A study of ChatGPT in facilitating Heart Team decisions on severe aortic stenosis
View abstract on PubMed
Summary
This summary is machine-generated.Artificial intelligence (AI), specifically large language models (LLMs), shows promise in supporting multidisciplinary Heart Teams (HTs) for valvular heart disease management. ChatGPT achieved 77% agreement with HT decisions, aiding clinical decision-making.
Area Of Science
- Cardiology
- Artificial Intelligence in Medicine
- Medical Informatics
Background
- Multidisciplinary Heart Teams (HTs) are crucial for managing valvular heart diseases.
- Logistical challenges can impede comprehensive patient data evaluation by HTs, potentially impacting care.

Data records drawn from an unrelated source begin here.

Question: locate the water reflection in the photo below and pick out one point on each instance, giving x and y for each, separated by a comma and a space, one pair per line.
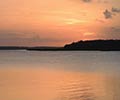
48, 84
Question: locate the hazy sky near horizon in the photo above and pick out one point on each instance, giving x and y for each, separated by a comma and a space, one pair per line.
57, 22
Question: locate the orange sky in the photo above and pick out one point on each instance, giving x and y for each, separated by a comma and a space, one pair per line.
55, 23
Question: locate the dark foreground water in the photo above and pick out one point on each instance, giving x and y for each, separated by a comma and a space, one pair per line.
60, 75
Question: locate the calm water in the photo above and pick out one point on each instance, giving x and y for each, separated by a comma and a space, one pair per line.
60, 75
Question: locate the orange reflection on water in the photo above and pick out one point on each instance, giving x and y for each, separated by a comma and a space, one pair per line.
48, 84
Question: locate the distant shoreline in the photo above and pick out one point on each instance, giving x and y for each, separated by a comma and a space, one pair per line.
89, 45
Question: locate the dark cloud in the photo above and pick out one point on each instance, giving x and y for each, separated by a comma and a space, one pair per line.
86, 0
115, 10
21, 39
115, 29
107, 14
99, 20
110, 13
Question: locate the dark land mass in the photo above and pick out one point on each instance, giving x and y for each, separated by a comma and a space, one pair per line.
98, 45
88, 45
12, 48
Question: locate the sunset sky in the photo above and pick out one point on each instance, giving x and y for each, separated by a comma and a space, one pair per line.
57, 22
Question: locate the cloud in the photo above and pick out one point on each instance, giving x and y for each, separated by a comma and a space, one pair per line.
107, 14
115, 29
86, 0
26, 39
115, 10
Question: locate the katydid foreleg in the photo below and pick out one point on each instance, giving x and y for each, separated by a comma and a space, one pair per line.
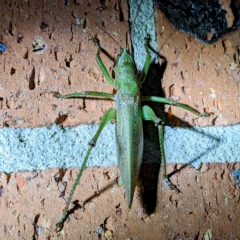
107, 117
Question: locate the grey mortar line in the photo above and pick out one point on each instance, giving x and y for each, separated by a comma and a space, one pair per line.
40, 148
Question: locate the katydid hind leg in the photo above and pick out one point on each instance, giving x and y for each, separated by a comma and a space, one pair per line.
107, 117
149, 115
173, 103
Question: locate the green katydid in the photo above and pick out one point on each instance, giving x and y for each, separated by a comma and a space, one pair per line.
128, 114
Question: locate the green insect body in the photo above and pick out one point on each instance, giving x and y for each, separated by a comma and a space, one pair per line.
129, 115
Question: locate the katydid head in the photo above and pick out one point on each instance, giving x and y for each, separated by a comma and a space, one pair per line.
124, 57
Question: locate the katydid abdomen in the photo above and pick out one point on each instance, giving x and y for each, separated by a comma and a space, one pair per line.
129, 141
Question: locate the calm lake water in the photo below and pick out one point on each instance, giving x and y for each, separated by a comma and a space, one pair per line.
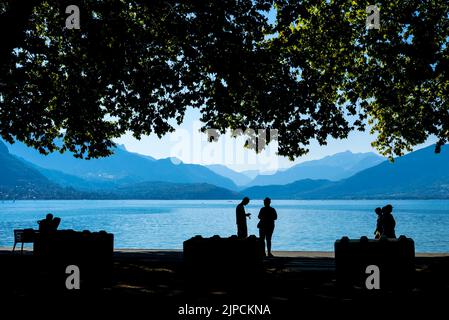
302, 225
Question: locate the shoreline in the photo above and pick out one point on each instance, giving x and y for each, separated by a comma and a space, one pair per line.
279, 253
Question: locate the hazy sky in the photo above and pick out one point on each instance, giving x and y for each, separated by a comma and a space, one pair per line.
190, 146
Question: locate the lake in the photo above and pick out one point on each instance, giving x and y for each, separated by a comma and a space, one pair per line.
302, 224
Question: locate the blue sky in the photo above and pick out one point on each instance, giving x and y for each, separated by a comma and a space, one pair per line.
196, 149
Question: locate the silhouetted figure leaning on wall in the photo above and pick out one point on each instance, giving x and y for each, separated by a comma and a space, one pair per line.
388, 222
379, 225
240, 214
267, 215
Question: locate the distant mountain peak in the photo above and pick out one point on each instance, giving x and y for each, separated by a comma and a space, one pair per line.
3, 148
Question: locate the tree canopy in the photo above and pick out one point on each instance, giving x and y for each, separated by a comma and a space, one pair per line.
310, 69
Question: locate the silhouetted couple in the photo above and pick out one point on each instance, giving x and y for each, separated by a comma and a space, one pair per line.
267, 216
385, 222
49, 224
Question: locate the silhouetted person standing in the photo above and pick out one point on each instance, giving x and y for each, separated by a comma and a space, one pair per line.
388, 222
379, 225
240, 214
267, 216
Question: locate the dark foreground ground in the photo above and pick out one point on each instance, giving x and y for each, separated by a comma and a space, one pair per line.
155, 285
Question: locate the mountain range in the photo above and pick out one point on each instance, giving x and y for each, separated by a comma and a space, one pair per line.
336, 167
26, 174
21, 179
123, 167
418, 175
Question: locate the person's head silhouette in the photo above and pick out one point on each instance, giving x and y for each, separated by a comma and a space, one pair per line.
267, 202
378, 211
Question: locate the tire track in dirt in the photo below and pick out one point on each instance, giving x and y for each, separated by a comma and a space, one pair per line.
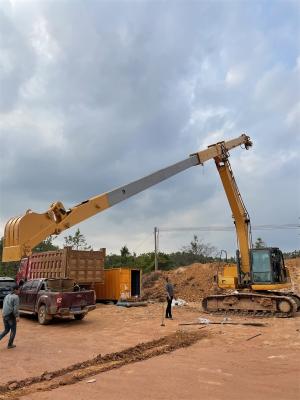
77, 372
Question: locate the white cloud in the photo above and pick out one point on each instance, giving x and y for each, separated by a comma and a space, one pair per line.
97, 94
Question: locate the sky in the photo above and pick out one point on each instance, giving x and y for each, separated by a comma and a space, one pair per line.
96, 94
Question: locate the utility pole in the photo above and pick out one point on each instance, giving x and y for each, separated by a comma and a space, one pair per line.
156, 233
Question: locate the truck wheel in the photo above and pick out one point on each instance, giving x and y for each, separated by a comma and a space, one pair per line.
43, 317
79, 317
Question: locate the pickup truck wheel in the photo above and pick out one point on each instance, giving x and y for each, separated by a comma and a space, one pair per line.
43, 317
79, 317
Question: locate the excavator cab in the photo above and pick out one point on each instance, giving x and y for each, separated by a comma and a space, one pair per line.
267, 267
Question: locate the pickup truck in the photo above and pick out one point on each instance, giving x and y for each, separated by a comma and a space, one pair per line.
48, 298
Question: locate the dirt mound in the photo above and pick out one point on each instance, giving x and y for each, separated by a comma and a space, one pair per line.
293, 265
196, 281
191, 283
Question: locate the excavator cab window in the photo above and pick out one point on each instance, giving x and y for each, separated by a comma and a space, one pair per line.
268, 266
261, 266
278, 268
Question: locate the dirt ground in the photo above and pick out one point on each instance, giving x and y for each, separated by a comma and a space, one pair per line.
118, 353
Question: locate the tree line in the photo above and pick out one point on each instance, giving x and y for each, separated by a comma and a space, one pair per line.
195, 251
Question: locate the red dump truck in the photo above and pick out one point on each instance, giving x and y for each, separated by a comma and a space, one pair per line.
85, 267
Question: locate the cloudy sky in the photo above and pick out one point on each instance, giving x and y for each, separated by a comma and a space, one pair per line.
95, 94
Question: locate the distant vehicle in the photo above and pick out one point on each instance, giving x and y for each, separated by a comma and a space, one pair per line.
6, 284
49, 298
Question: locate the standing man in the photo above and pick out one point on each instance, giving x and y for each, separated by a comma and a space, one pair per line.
170, 295
10, 314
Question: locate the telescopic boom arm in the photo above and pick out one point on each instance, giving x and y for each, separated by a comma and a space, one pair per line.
23, 233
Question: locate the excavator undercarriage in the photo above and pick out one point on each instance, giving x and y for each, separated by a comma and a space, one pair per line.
277, 304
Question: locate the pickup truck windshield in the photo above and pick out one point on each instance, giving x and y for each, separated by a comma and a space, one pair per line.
5, 284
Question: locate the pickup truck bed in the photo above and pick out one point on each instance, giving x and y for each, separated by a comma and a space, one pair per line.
38, 297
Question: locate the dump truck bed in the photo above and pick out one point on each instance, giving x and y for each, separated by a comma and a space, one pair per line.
84, 267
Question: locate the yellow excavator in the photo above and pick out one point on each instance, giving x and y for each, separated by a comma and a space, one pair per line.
257, 277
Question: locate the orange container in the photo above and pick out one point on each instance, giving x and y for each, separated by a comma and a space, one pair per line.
119, 283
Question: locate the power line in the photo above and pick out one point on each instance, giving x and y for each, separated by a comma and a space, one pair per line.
229, 228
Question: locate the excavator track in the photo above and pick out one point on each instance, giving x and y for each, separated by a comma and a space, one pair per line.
262, 305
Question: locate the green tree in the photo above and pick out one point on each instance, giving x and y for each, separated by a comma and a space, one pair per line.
46, 245
77, 242
199, 249
259, 243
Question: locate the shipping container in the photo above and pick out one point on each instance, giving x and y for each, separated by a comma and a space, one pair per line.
119, 283
84, 267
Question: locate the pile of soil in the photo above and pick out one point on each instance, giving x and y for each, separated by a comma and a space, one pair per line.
195, 281
293, 265
191, 283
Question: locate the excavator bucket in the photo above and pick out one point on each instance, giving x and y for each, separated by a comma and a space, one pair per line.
23, 233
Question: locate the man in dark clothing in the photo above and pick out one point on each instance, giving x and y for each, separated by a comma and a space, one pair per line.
10, 314
170, 295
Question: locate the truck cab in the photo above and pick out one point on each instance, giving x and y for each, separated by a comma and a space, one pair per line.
49, 298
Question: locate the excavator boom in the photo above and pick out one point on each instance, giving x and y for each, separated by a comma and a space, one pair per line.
23, 233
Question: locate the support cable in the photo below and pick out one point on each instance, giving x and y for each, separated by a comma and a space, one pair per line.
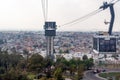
83, 18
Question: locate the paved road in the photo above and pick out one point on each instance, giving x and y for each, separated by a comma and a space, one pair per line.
88, 75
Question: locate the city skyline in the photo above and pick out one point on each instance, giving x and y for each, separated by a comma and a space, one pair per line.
22, 15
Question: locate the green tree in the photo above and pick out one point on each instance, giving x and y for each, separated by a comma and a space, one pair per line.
85, 57
58, 74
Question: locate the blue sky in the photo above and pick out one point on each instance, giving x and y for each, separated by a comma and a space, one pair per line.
27, 15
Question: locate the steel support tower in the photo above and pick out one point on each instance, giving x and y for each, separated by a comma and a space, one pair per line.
50, 33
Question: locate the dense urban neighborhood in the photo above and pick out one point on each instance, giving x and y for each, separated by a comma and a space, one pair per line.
23, 56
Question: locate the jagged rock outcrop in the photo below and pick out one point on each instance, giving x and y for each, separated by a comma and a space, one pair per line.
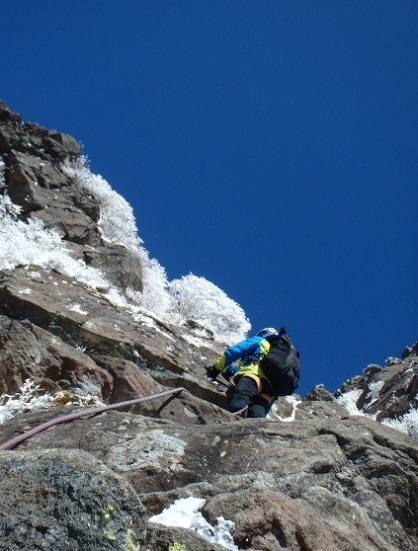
310, 478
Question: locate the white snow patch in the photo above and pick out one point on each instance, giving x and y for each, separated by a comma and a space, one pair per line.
185, 513
294, 403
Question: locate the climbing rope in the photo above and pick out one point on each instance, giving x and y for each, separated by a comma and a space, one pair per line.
10, 444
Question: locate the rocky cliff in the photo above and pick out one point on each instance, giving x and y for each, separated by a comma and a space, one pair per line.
320, 474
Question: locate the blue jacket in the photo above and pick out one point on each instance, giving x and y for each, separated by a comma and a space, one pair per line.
249, 353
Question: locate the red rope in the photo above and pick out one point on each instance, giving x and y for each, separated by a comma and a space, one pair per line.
10, 444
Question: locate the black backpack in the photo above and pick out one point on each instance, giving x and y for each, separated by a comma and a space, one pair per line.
281, 365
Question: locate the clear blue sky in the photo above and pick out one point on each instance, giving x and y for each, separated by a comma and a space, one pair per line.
269, 146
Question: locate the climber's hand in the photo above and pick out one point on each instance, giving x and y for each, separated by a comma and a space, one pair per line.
212, 372
229, 372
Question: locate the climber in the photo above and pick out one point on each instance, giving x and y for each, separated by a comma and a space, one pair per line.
253, 388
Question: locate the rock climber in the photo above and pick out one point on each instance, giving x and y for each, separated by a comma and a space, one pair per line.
252, 388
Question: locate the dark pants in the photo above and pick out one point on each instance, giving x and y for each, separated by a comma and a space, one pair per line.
245, 394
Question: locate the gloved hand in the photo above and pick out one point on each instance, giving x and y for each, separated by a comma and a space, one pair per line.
212, 372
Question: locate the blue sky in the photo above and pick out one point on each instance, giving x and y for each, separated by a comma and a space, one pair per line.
269, 146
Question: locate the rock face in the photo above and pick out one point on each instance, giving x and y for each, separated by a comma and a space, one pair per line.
311, 477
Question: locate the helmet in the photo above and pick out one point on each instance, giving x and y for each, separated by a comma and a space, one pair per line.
267, 331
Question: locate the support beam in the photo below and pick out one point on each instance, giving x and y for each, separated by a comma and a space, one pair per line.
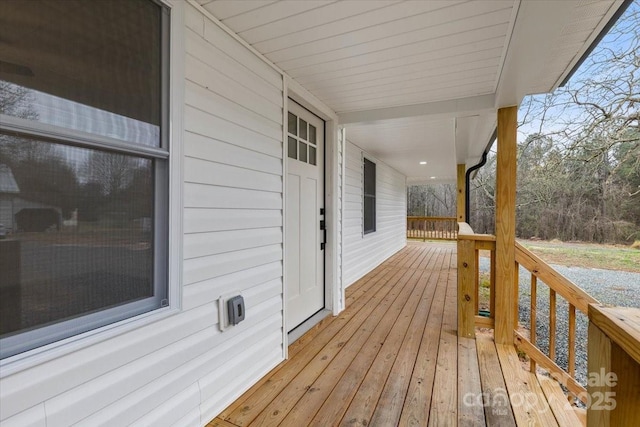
462, 191
506, 287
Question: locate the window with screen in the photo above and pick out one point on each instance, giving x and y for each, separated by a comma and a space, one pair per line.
84, 168
369, 217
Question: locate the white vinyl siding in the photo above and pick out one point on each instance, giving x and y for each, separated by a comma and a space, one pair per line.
362, 253
181, 370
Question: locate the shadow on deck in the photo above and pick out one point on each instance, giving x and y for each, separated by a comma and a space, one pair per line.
393, 357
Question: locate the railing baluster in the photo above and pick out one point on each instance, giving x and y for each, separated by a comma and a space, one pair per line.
492, 285
477, 291
572, 340
532, 326
552, 324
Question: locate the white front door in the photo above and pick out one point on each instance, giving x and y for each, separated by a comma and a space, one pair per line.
305, 210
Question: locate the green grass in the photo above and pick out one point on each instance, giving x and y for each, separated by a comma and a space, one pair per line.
608, 257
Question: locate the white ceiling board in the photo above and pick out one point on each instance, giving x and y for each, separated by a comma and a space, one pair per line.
450, 108
413, 29
313, 18
419, 78
403, 143
223, 9
271, 12
436, 76
444, 93
443, 45
471, 61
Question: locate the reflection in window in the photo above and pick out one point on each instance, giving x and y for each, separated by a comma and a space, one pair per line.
81, 221
83, 218
369, 211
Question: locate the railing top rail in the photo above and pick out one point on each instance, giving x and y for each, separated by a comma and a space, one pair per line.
620, 324
465, 232
433, 218
575, 295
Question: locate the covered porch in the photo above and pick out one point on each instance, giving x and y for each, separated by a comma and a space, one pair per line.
394, 357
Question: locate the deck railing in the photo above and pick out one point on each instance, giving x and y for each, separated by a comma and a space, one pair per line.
478, 294
432, 228
614, 332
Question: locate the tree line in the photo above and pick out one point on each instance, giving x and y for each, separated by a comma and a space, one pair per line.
578, 154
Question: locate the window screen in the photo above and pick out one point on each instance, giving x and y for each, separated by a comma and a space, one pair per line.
369, 211
83, 166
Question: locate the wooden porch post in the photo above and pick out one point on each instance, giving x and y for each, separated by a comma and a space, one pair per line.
462, 191
506, 287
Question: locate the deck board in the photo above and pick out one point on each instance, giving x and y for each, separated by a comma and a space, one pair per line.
392, 357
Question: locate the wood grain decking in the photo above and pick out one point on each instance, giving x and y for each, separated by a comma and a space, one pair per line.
393, 358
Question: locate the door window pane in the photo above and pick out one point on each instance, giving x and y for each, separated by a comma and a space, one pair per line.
303, 129
312, 155
293, 124
312, 134
302, 154
292, 151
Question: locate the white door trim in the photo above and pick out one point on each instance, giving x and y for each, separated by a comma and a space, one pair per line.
334, 290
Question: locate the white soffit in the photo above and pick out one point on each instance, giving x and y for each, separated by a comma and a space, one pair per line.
362, 55
420, 80
404, 143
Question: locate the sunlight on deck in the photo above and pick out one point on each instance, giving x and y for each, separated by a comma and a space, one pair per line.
393, 357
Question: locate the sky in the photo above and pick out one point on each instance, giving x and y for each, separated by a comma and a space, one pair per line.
622, 40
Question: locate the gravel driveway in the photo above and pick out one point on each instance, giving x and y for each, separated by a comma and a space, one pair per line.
618, 288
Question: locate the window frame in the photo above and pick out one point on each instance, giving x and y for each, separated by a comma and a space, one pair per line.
367, 194
163, 160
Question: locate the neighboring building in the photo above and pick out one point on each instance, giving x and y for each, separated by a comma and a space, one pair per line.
273, 143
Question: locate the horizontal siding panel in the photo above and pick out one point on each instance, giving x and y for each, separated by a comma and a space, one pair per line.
46, 380
209, 78
205, 100
204, 220
193, 418
199, 269
217, 242
210, 290
208, 196
213, 173
215, 58
194, 20
201, 147
181, 376
205, 124
170, 412
261, 355
215, 35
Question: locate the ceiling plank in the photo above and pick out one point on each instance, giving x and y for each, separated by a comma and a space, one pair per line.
453, 108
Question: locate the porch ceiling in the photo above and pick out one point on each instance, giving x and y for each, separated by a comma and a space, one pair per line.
420, 80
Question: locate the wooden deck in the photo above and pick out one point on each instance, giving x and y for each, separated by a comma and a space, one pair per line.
393, 358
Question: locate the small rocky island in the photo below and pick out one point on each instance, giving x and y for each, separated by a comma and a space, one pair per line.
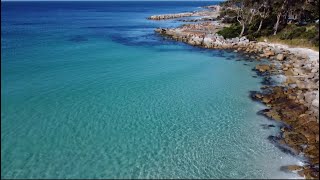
291, 77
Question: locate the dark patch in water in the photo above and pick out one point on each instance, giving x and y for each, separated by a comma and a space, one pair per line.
121, 27
78, 39
267, 126
30, 23
275, 141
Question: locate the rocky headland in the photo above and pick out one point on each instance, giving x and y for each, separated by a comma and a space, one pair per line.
290, 88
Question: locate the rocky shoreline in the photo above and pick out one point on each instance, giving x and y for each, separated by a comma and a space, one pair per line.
293, 100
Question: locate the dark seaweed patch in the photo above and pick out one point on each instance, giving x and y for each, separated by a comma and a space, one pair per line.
78, 39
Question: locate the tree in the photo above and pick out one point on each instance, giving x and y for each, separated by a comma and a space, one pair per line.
280, 8
263, 11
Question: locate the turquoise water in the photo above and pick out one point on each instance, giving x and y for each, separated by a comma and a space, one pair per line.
89, 91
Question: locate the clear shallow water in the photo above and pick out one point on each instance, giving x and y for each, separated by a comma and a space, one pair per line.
89, 91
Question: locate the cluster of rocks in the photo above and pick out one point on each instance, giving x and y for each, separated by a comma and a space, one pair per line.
199, 19
212, 13
294, 101
171, 16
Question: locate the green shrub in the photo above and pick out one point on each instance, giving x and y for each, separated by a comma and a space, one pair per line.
230, 32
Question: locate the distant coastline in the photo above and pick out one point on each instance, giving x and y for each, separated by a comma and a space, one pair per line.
293, 100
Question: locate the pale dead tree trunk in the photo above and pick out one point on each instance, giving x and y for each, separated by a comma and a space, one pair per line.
276, 26
283, 7
242, 31
260, 25
242, 23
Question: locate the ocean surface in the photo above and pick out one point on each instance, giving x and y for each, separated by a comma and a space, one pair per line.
88, 90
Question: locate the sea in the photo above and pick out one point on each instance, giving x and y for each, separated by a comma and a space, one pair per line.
89, 90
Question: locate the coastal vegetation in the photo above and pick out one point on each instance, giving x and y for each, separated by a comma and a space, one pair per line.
293, 22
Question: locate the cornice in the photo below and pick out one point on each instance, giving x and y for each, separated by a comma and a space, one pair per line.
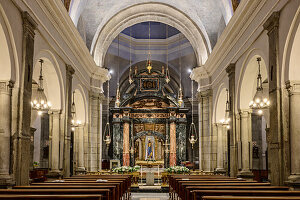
56, 13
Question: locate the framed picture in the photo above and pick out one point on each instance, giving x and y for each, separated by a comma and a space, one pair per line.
114, 163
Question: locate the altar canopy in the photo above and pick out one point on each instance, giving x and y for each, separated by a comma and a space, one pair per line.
149, 124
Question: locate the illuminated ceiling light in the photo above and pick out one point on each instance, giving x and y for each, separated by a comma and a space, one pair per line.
259, 101
40, 102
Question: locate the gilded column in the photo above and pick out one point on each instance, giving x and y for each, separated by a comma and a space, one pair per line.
294, 99
5, 131
246, 144
68, 117
172, 139
220, 148
126, 156
55, 134
275, 147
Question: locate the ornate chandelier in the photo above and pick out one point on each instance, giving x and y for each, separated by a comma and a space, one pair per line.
193, 132
74, 123
40, 102
259, 102
226, 120
149, 64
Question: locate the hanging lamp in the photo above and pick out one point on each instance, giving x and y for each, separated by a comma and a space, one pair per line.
193, 132
74, 123
167, 55
226, 120
118, 96
40, 103
130, 61
259, 102
107, 138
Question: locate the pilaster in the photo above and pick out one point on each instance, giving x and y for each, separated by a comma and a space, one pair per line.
232, 161
22, 137
275, 147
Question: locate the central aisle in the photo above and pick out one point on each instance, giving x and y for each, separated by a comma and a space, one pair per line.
150, 196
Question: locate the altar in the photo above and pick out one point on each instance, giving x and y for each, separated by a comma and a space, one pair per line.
149, 125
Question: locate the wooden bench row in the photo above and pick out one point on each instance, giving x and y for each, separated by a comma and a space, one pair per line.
187, 187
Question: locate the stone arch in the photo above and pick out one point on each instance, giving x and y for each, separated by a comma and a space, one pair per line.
220, 103
80, 104
8, 57
246, 87
290, 66
194, 31
53, 81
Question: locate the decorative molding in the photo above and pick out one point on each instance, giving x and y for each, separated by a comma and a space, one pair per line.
272, 22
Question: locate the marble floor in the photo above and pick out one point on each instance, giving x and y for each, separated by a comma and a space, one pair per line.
150, 196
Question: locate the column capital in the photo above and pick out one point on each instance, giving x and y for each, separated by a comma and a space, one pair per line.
70, 70
29, 24
230, 69
6, 86
272, 22
293, 87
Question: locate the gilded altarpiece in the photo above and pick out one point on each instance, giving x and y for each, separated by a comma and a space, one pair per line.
149, 125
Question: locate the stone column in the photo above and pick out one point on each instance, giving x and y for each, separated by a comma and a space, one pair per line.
232, 161
275, 147
22, 137
172, 141
220, 148
126, 156
5, 131
246, 143
100, 135
294, 99
93, 132
68, 117
181, 138
80, 165
55, 134
205, 129
117, 136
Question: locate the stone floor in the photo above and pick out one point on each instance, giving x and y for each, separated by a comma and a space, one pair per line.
150, 196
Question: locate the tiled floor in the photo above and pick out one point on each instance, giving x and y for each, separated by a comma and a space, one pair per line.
150, 196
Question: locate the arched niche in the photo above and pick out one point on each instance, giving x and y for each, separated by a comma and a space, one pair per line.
248, 79
8, 53
194, 31
220, 106
53, 81
80, 104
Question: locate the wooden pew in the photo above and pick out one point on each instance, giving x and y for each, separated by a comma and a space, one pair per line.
113, 193
198, 194
50, 197
190, 189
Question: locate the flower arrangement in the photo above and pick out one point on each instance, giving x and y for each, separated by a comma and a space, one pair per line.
177, 170
126, 169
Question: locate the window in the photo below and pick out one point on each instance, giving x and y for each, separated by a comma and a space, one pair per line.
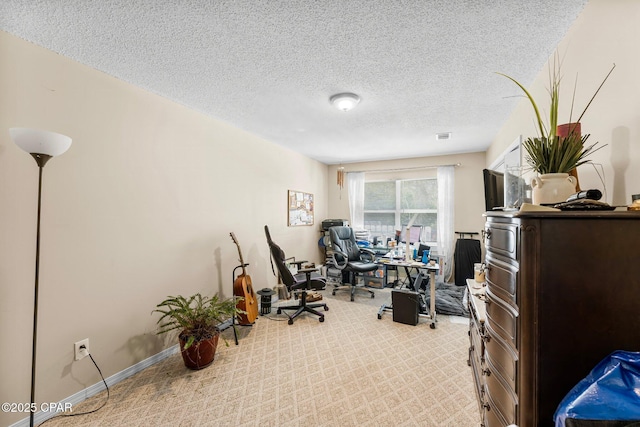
391, 204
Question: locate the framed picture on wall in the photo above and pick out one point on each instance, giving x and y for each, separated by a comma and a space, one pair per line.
300, 208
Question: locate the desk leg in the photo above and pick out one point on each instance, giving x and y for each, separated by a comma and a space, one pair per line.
432, 308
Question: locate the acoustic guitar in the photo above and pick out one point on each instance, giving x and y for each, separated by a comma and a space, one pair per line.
242, 288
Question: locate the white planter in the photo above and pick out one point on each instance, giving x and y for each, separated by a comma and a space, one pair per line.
552, 188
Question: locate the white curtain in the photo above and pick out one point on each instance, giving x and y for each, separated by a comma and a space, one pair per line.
355, 188
446, 242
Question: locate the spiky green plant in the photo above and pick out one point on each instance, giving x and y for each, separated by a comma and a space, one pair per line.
550, 153
197, 316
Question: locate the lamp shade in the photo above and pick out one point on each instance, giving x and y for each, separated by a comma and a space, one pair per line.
345, 101
40, 141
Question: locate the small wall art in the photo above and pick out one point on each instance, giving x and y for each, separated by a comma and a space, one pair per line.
300, 208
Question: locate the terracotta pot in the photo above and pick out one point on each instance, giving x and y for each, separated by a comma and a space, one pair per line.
200, 354
551, 188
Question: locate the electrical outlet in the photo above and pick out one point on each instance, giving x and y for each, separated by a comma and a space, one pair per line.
81, 349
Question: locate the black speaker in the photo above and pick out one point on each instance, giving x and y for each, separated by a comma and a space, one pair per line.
406, 306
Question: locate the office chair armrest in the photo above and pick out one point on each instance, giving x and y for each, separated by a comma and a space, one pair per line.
335, 262
292, 260
368, 253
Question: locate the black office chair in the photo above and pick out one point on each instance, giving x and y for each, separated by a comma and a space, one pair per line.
347, 256
306, 280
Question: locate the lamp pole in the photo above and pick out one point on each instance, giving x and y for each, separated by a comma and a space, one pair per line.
41, 160
42, 145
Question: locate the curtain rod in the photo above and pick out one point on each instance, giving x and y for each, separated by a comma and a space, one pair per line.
406, 169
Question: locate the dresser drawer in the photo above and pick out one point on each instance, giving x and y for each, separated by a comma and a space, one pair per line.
500, 398
476, 340
492, 416
502, 358
502, 279
501, 319
501, 239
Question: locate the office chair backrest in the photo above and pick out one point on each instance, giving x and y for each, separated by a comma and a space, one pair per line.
345, 241
278, 255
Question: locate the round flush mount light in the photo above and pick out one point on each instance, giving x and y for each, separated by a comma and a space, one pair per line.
344, 101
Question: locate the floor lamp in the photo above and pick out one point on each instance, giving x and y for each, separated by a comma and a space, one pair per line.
42, 145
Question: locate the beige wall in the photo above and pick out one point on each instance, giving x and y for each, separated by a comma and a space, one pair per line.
139, 208
469, 188
605, 33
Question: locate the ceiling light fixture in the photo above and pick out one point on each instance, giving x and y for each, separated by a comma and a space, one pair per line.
344, 101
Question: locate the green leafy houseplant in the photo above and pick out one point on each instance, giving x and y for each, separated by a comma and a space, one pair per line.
550, 153
197, 317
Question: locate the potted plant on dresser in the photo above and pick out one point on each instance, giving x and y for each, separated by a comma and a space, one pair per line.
197, 317
555, 155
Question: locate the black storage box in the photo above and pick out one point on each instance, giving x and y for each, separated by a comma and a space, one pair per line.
405, 306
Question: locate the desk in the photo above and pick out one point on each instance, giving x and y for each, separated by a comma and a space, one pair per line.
432, 270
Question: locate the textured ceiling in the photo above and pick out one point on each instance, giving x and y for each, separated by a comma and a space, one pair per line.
421, 67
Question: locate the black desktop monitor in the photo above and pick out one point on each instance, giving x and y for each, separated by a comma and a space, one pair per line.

- Improving HT efficiency and decision-making is essential for optimal patient outcomes.
Purpose Of The Study
- To investigate the potential of artificial intelligence (AI), particularly large language models (LLMs), to enhance HT efficiency.
- To assess AI's capability in improving clinical decision-making processes within HTs.
- To evaluate the consistency of AI-generated recommendations with expert HT decisions.
Main Methods
- Retrospective analysis of patient data from severe aortic stenosis cases presented at HT meetings.
- Utilizing OpenAI's GPT-4 to process a standardized questionnaire with 14 key variables.
- Comparing AI-generated treatment decisions against those made by the human multidisciplinary Heart Team.
Main Results
- The study analyzed data from 150 patients.
- ChatGPT demonstrated a 77% agreement rate with the HT's final decisions.
- Agreement varied by treatment: 90% for transcatheter valve implantation, 65% for surgical valve replacement, and 65% for medical management.
Conclusions
- Large language models (LLMs) present a significant opportunity to refine HT decision-making in valvular heart disease.
- AI tools like ChatGPT can serve as a valuable failsafe, flagging discrepancies for further review.
- Further research is needed to fully integrate AI into HT workflows for enhanced clinical decision support.